Robert de Vries writes:

> Let me illustrate with a small example of how I see the implementation in
> the C library of clock_gettime().
...
> int clock_gettime(clockid_t which_clock, struct timespec *current_time)
> {
> switch (which_clock) {
> case CLOCK_TSC:
> return tsc_gettime(current_time);
> default:
> return sys_clock_gettime(which_clock,
> current_time);
> }
> }

I suppose nobody wants to hear this right now, but...

It appears that you expect the kernel to accept a pointer to a timespec
struct. Why? You can't sanely work with data in that format.

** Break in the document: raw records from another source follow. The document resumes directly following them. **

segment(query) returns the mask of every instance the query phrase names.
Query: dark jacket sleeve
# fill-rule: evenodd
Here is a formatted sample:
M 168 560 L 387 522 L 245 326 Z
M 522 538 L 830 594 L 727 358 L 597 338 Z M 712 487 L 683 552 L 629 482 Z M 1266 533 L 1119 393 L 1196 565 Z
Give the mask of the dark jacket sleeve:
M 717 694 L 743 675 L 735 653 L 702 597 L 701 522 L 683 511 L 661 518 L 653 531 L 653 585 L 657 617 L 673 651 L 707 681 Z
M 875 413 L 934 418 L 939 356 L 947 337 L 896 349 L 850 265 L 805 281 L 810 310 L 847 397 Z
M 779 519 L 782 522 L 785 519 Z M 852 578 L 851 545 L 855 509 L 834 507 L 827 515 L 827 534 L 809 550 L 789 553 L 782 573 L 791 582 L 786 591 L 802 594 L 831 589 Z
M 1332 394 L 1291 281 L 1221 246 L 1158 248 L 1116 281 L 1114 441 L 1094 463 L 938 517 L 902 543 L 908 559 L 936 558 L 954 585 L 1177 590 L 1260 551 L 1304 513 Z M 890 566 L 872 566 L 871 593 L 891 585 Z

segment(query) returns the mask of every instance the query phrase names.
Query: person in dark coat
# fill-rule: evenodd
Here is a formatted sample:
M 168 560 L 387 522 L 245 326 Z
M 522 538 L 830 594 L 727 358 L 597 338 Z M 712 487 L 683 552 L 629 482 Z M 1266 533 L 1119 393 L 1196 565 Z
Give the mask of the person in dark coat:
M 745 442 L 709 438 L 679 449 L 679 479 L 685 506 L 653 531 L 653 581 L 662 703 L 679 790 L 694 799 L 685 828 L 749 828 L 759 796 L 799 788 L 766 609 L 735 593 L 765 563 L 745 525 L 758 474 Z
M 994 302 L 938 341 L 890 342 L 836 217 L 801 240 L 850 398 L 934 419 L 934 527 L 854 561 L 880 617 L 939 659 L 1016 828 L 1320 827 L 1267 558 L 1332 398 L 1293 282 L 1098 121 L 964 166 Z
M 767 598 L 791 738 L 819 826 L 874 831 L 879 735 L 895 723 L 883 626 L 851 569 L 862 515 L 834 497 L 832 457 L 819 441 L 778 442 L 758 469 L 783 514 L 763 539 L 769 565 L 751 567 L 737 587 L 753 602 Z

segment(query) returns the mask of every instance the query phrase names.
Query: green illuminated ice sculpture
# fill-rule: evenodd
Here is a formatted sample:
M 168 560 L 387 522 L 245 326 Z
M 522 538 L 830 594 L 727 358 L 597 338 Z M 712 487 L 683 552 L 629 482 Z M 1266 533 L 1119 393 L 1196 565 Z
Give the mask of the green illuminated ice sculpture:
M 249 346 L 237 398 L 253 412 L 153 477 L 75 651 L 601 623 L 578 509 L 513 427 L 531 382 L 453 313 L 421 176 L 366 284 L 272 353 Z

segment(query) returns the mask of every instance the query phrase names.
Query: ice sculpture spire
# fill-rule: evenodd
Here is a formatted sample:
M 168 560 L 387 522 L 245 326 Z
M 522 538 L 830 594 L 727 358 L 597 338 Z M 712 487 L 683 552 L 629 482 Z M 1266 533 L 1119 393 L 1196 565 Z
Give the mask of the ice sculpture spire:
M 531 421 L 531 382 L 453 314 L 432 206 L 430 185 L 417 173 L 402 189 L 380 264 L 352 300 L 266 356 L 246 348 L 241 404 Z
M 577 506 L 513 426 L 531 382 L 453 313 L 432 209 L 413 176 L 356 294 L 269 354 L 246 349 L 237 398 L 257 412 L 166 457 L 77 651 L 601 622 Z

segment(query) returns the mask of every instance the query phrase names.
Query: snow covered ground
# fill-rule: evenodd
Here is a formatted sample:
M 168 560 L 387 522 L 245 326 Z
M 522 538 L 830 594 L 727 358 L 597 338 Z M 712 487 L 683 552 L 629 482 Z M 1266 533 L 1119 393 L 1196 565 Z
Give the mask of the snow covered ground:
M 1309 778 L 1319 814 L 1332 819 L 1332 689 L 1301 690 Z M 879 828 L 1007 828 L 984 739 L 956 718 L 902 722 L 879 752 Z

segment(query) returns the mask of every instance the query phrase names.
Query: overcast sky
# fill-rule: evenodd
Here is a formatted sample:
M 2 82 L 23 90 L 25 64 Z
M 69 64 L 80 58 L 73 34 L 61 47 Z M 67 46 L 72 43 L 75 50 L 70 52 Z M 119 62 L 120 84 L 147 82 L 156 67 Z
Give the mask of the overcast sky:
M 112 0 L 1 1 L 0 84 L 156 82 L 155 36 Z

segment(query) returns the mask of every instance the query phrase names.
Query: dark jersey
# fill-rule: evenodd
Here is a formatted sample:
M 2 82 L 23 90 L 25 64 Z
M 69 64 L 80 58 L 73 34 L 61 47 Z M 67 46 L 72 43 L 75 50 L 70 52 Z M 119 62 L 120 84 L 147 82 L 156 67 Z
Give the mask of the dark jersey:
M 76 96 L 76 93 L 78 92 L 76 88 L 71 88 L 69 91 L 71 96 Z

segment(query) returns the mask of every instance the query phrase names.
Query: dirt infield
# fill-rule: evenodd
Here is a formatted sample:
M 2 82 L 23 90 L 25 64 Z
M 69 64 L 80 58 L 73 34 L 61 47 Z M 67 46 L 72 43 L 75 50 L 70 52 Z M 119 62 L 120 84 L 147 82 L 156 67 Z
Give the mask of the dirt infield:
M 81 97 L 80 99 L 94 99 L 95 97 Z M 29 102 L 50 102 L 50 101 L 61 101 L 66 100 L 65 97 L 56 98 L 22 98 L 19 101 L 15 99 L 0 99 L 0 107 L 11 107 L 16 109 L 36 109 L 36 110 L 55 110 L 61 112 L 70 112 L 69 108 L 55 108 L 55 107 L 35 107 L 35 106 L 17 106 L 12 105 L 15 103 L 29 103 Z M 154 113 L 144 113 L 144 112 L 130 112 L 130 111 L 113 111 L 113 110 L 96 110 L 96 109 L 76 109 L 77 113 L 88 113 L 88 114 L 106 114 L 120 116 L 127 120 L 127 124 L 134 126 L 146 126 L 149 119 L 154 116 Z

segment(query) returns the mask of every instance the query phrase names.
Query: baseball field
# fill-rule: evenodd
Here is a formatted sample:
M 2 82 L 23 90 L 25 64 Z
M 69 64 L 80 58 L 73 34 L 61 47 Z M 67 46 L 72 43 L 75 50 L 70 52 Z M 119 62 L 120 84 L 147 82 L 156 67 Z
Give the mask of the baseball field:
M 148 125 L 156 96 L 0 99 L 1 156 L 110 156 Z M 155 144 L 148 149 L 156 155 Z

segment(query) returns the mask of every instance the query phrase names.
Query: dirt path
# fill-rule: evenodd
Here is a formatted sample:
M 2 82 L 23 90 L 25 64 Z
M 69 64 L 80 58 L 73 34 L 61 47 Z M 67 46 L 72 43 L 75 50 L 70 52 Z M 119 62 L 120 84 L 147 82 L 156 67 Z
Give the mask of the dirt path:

The kernel is supposed to be light, fast, simple, etc.
One generally puts crufty API junk in the C library.
With the cruft in the kernel, we get bloat for everyone
and not even a way to bypass it.

Plain 64-bit nanoseconds are nice and simple. Alpha and sparc64 systems
can do very fast operations on such a data type, and intel junk won't
do too badly with recent compilers.

Plain 64-bit values at hardware resolution are also OK. They let
you push some multiplication and/or division out into userspace,
but you pay a bit in other places.

Simple fundamental features are often better. The kernel needs to
support POSIX, Java, and various emulators. Aside from a few missing
bits, clone() is an example of a good system call. You can support
many different kinds of threads on top of one clean system call.
Time functions ought to be as clean.

Well, I hope that didn't annoy anyone too much. We are still in
early 2.3.xx, so now is a good time for change.